Posted on Aug. 25, 2020

New Hampshire’s governor has thrown down the gauntlet on the taxation of resident remote workers, threatening legal action in a letter to Massachusetts.

Gov. Chris Sununu (R) wrote in an August 21 letter to Massachusetts Gov. Charlie Baker (R) that he has "serious policy and legal concerns with Granite Staters being taxed in Massachusetts when they have not crossed the state line in months due to the COVID-19 pandemic," adding that he hopes the state can avoid pursuing legal remedies to resolve the issue.

Along with his letter, Sununu included letters from the state attorney general and the Department of Business and Economic Affairs, which he said contained comments that were being offered at his direction.

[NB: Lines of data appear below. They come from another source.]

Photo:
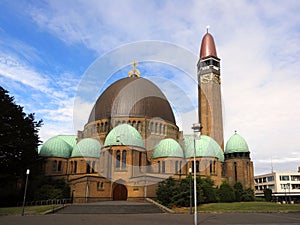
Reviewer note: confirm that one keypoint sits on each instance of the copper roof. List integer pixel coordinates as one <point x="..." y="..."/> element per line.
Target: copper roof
<point x="208" y="47"/>
<point x="132" y="97"/>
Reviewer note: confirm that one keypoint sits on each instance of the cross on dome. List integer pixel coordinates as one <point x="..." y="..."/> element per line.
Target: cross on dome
<point x="134" y="72"/>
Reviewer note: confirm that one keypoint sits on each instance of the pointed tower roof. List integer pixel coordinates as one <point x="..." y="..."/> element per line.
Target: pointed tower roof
<point x="208" y="47"/>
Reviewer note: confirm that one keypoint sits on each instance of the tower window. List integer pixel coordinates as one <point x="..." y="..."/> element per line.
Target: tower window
<point x="124" y="158"/>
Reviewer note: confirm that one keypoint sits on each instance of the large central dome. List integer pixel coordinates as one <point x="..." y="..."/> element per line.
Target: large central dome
<point x="132" y="97"/>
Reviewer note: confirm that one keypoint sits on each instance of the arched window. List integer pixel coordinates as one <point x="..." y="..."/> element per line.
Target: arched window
<point x="163" y="169"/>
<point x="102" y="127"/>
<point x="59" y="166"/>
<point x="118" y="158"/>
<point x="235" y="172"/>
<point x="54" y="165"/>
<point x="124" y="159"/>
<point x="93" y="167"/>
<point x="88" y="167"/>
<point x="139" y="126"/>
<point x="75" y="167"/>
<point x="158" y="166"/>
<point x="134" y="124"/>
<point x="106" y="127"/>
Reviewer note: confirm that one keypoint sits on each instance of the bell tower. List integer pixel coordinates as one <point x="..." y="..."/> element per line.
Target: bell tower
<point x="209" y="90"/>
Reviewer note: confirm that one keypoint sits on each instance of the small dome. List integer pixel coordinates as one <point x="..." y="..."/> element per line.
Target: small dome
<point x="88" y="148"/>
<point x="236" y="143"/>
<point x="56" y="147"/>
<point x="205" y="147"/>
<point x="167" y="148"/>
<point x="124" y="134"/>
<point x="70" y="139"/>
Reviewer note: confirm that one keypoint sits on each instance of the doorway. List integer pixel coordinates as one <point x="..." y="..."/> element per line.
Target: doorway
<point x="120" y="193"/>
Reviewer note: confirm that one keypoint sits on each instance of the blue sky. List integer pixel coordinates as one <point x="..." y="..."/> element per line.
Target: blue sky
<point x="46" y="47"/>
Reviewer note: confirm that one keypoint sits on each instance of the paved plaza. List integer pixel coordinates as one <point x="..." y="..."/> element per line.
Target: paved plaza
<point x="153" y="219"/>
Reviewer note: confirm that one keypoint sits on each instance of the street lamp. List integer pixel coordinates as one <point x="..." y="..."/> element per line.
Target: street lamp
<point x="191" y="205"/>
<point x="289" y="186"/>
<point x="27" y="173"/>
<point x="197" y="133"/>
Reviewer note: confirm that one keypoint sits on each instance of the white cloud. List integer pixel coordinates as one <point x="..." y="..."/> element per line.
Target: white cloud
<point x="257" y="41"/>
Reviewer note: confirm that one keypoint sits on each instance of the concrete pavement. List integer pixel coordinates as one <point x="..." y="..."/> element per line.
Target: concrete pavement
<point x="153" y="219"/>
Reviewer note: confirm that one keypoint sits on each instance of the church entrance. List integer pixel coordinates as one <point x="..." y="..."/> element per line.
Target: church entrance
<point x="120" y="192"/>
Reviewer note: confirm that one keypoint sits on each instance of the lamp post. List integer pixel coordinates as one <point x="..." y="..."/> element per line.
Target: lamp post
<point x="27" y="173"/>
<point x="289" y="186"/>
<point x="191" y="205"/>
<point x="197" y="132"/>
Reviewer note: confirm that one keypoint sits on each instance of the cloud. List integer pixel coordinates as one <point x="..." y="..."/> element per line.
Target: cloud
<point x="257" y="41"/>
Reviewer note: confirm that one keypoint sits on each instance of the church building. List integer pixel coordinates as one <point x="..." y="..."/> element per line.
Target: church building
<point x="131" y="141"/>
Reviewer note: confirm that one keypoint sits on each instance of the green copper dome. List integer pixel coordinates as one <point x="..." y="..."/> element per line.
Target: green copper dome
<point x="167" y="148"/>
<point x="124" y="134"/>
<point x="205" y="147"/>
<point x="236" y="143"/>
<point x="56" y="147"/>
<point x="88" y="148"/>
<point x="70" y="139"/>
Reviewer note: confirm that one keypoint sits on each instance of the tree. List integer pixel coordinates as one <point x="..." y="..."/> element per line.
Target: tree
<point x="268" y="194"/>
<point x="18" y="145"/>
<point x="226" y="193"/>
<point x="238" y="191"/>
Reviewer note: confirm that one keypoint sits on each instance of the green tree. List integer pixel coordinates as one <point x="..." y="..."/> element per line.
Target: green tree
<point x="166" y="191"/>
<point x="226" y="193"/>
<point x="268" y="194"/>
<point x="18" y="147"/>
<point x="238" y="191"/>
<point x="248" y="195"/>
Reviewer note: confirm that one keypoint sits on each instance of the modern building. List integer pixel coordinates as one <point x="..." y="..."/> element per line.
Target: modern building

Massachusetts adopted in July an emergency regulation imposing the state's income tax on nonresidents who worked in the state before the pandemic but are now working remotely. Soon after, Sununu directed the New Hampshire attorney general's office to investigate whether the regulation results in improper taxation of New Hampshire residents. 

Before the pandemic shutdown, New Hampshire residents who worked in Massachusetts but occasionally telecommuted from home were allowed to allocate that portion of their income to New Hampshire. Under the emergency Massachusetts rule, working from home for a Massachusetts employer because of pandemic-related circumstances is treated as Massachusetts-sourced income.

“In other words, the Emergency Income Tax Rule imposes a retrospective, extraterritorial tax penalty on New Hampshire residents who comply with important government orders and employer instructions by staying in their New Hampshire homes in order to protect the public health,” Attorney General Gordon J. MacDonald said in his letter to Massachusetts Department of Revenue Commissioner Geoffrey Snyder.

MacDonald outlined four points of contention with the emergency rule: 1) Massachusetts’ statutes provide the DOR with limited authority to adopt regulations on nonresident income from sources within the state; 2) the rule is overbroad and could affect work arrangement changes that were not pandemic-related; 3) the rule violates the due process and commerce clauses; and 4) it goes against principles of comity and fails to respect the interests of a neighboring state.

In its letter to the Massachusetts DOR's Ruling and Regulations Bureau, the Department of Business and Economic Affairs outlined New Hampshire’s intentional policy choices for not taxing income and argued that the emergency rule goes against regional efforts at cooperation.

A public hearing on the Massachusetts emergency rule is scheduled for August 27.